Closed omseeth closed 1 year ago
In Section 1.7, equation introduced with "Writing the θ values and their probabilities, we get:" two of the exponents for θ values of 0.5 and 0.9 change from 7 to 8 in the second step, I think this might be a typo.
I should add another typo in section 1.6, second paragraph :
what a bivariate (or more generally, multivariate) distribution is.
(instead of distriution)
Thanks both. All corrections have now been made and will show up the next time the web page is compiled.
Typos spotted in the Preface + Chap 1:
Section: Who is this book for? [1]“R for data sciencace“ -> should probably be science
Section: Software needed [2]“install.packages(c("dplyr","purrr","tidyr", "extraDistr", "brms","hypr","lme4“)“ -> missing final bracket
Section 1.4.1 [3]“In real experimental situations we never know“ -> missing comma
Section 1.5. [4]“its standard devation“ -> should probably be deviation
Here are few thoughts on chapter 1:
Section 1.4:
[1] It’s not entirely clear from the following sentence „When the number of trials is one, the random variable is said to have a Bernoulli distribution.“ why it is a Bernoulli distribution. A further explanation could be helpful.
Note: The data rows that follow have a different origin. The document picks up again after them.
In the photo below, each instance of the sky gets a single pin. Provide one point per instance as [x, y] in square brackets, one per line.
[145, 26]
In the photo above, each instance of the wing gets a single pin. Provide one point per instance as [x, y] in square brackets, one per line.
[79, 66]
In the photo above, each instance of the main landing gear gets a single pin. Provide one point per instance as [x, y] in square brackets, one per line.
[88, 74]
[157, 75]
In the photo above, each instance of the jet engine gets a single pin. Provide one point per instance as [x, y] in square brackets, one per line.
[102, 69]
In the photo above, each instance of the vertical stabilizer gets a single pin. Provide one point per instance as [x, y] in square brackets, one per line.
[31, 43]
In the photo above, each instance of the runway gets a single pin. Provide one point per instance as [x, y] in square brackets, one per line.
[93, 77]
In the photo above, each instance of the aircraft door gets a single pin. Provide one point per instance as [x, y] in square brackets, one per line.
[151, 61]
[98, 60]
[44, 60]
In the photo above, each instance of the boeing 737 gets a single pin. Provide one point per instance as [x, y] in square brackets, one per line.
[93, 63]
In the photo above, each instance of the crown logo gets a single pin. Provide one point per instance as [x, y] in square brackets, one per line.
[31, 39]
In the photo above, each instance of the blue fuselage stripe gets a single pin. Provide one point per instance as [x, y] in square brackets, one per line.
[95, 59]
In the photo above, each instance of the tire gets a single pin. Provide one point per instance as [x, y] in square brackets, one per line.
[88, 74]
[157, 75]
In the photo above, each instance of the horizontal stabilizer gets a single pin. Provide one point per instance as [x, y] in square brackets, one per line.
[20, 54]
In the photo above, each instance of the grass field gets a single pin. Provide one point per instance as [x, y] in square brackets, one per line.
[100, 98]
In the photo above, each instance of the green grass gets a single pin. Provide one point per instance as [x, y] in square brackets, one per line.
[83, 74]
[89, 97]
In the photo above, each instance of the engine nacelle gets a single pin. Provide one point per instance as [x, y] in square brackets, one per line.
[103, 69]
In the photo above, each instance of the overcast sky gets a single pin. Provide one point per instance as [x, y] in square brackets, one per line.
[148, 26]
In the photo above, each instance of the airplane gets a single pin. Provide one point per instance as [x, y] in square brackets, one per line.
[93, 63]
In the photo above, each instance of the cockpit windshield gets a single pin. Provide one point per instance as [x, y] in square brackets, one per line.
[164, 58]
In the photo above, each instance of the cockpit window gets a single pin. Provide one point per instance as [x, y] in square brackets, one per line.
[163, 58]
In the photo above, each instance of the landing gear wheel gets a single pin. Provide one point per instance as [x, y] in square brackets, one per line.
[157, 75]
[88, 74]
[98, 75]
[2] In one paragraph you speak of "In the above example, with n = 10 trials“ while the example with rbinom had n = 20 and a sample size of 10. I find this a bit confusing.
Section 1.7
[3] After reading this section, we know how to integrate out a binomial distribution. We also know that this will be important for the following chapters / handling Bayesian statistics. But as a curious reader, I wonder at this stage of the text if this method/concept only works for the binomial distribution. It’s neither entirely clear how we can interpret the final figure (0.0909) in the given example.